Para
que algo em nós possa nascer a cada dia, uma parte nossa precisa também, a cada
dia, morrer. Não haveria espaço se fosse de outro modo. Nós somos um campo de batalha. Tudo em nós
luta para nascer, para perpetuar-se, para morrer. Os nossos átomos lutam entre
si, sem cessar, chocam-se e as faíscas são sentidas por nós, às vezes mais, às
vezes menos.
Um
dia eu me vi, atônita, perguntando o que é isso que permite aos corpos se
manterem eles mesmos, eu achava que o natural seria tudo se desintegrar, nenhuma
partícula deveria manter-se unida a outra. Os físicos, claro, apresentam suas
teorias para explicar o que é isso, mas nenhuma delas tira o espanto deste
momento: olhar um mísero copo e ele ser ele, formar um corpo. Ele está unido ao
todo, mas mantém uma individualidade em
relação aos outros corpos, não se desintegra.
Algo
muito assombroso acontece no interior da matéria deste copo. E no interior de
um ser vivo que se degrada e se cria a si mesmo constantemente, o mistério é
ainda maior. Meu coração pode disparar a qualquer momento e também pode parar;
cada célula minha tem um tempo de duração, precisa morrer para dar chance a
outra que quer nascer; com uma forte emoção, provocada, por exemplo, por uma
música, os meus pêlos eriçam-se, tal como acontece com os de um gato. Quer
dizer, não sei como se emociona um gato, talvez ficando irado. Ele jamais
esconde seu medo.
A
nossa luta atômica é bem mais violenta que a deste copo que agora vejo belo.
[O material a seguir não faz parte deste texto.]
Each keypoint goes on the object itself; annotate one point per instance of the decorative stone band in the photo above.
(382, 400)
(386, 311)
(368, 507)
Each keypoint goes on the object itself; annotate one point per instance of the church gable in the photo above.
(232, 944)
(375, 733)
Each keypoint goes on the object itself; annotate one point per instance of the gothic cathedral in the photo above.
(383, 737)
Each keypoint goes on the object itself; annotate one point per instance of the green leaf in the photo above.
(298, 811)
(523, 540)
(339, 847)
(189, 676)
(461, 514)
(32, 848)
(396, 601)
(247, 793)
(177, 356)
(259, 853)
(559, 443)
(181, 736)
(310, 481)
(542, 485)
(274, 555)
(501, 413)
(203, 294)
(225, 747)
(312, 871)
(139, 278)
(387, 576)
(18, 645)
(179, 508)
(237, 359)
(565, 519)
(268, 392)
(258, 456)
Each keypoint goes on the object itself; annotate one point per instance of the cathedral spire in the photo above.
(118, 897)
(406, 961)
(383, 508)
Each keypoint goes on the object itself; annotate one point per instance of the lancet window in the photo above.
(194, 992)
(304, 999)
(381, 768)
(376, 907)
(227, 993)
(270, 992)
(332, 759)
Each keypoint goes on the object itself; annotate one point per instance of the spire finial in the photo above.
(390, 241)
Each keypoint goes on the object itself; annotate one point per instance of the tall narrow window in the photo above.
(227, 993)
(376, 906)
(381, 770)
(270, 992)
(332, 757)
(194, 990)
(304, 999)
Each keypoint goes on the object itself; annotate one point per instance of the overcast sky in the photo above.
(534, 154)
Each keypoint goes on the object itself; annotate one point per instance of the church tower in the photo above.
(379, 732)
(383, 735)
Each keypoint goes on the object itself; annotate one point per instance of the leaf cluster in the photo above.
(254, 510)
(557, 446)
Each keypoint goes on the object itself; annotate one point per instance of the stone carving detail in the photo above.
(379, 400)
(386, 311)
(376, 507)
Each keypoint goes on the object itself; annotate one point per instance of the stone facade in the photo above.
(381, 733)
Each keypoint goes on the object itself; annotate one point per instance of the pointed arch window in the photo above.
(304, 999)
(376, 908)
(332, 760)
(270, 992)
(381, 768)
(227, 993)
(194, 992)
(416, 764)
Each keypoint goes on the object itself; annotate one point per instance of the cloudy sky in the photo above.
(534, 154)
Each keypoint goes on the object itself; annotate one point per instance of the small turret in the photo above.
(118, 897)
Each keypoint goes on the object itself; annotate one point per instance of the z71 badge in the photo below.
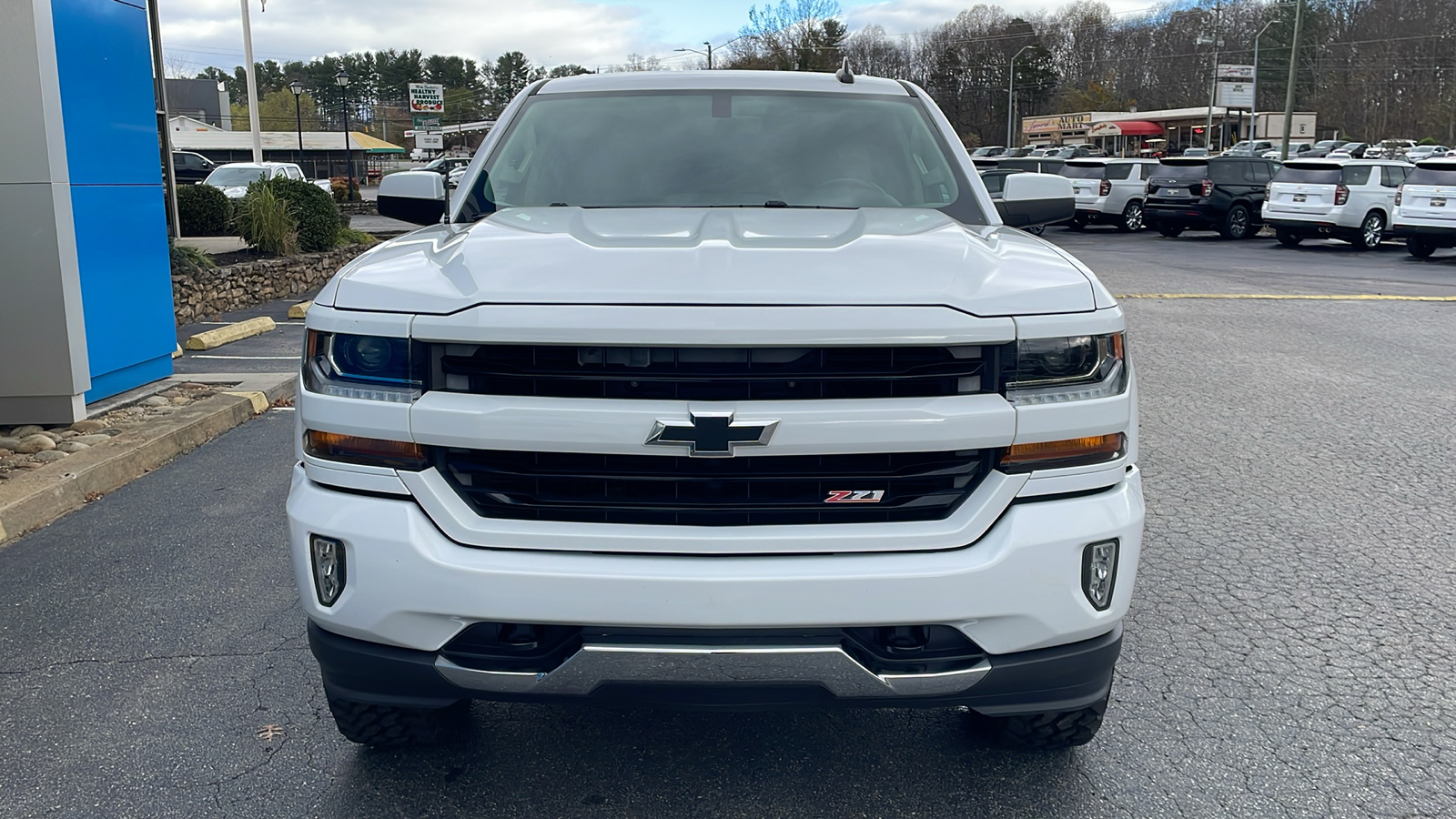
(863, 496)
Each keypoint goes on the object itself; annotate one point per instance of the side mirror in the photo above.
(412, 196)
(1036, 198)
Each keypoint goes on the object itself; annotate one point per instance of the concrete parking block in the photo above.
(230, 332)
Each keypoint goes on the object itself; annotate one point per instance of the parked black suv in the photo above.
(1200, 193)
(189, 167)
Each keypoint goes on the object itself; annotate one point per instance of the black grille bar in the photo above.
(713, 373)
(713, 491)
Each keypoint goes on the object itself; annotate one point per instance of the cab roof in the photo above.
(813, 82)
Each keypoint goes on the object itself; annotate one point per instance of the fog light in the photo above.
(1098, 573)
(328, 569)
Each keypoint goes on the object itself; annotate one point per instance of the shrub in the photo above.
(349, 237)
(267, 220)
(189, 259)
(318, 216)
(203, 210)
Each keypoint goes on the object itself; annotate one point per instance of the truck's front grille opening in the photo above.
(713, 491)
(713, 373)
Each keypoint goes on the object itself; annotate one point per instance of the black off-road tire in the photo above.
(1237, 223)
(1052, 732)
(1420, 248)
(1132, 217)
(390, 726)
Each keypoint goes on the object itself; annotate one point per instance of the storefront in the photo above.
(1167, 131)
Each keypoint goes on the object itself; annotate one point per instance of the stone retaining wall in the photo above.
(208, 293)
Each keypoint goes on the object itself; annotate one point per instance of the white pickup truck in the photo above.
(721, 389)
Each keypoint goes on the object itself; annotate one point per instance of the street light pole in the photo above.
(1289, 86)
(1011, 96)
(252, 86)
(1254, 106)
(298, 111)
(342, 79)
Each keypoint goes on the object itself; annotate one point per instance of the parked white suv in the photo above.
(718, 388)
(1426, 207)
(1108, 191)
(1334, 198)
(235, 177)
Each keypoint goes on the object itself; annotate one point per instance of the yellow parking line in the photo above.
(1290, 296)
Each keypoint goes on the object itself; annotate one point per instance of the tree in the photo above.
(805, 35)
(638, 63)
(276, 113)
(510, 76)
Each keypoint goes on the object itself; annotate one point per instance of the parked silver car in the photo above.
(1108, 191)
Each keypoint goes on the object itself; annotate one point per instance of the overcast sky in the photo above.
(592, 33)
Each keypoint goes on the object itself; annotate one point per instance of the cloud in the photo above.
(208, 33)
(906, 16)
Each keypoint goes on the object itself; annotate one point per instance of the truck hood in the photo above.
(567, 256)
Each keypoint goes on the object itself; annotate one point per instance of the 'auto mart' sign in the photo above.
(1055, 124)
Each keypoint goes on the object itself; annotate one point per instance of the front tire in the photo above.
(390, 726)
(1370, 232)
(1055, 731)
(1132, 217)
(1288, 238)
(1420, 248)
(1235, 223)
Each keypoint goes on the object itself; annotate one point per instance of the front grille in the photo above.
(713, 491)
(713, 373)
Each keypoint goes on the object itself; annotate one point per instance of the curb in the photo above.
(38, 499)
(230, 332)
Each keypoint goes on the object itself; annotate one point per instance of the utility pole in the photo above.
(1289, 87)
(252, 86)
(1254, 106)
(1213, 84)
(1011, 96)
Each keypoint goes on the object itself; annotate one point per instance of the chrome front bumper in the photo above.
(827, 666)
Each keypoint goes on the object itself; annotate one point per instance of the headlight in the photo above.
(1052, 370)
(373, 368)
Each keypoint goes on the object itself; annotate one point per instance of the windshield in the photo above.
(723, 149)
(235, 177)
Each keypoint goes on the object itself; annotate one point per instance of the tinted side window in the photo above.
(1228, 171)
(1358, 175)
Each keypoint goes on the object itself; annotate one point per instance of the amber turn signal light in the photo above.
(369, 452)
(1070, 452)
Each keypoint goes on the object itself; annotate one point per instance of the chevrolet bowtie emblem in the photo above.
(711, 435)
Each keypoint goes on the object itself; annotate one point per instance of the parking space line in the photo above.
(1290, 296)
Tanto é que as montanhas morrem se degradando por fora, erodindo; e nós, por
dentro. Não é um tiro no peito que nos mata, é o nosso peito.
Sim,
têm horas que a tensão é tanta que o nosso peito explode, não se aguenta e
degrada a si mesmo. A emoção, um pensamento, é um paroxismo, a duração
estendida de um instante terminal. É o aborto da morte que vive eternamente em
cada menor partícula de cada um de nós. O arrebatamento é a consciência da
morte, uns a assumem mais, outros, menos. As partículas não mentem.
Mas
o pensamento, uma emoção, convoca toda a sua ação, mesmo sabendo que vai então
sucumbir. Reúne toda a força da sua morte para agir. Quanto maior a morte em
mim, maior a vida que vibra dentro e fora de mim. E pelos quatro cantos do
vento batem forte as asas da nossa morte.
Bianca Vilhena
Bianca Vilhena é nossa colaboradora e mestranda do curso de Filosofia da PUC-Rio.
2 comentários:
Bianca,
gostei muito da forma como você relacionou a materialidade macroscópica dos seres e das coisas em conflito com as tensões microscópicas de seus átomos constituíntes. Uma imagem muito forte e inspiradora.
Com apreço,
Pedro Garcia.
Obrigada pelas palavras, Pedro. Fico feliz em compartilhar.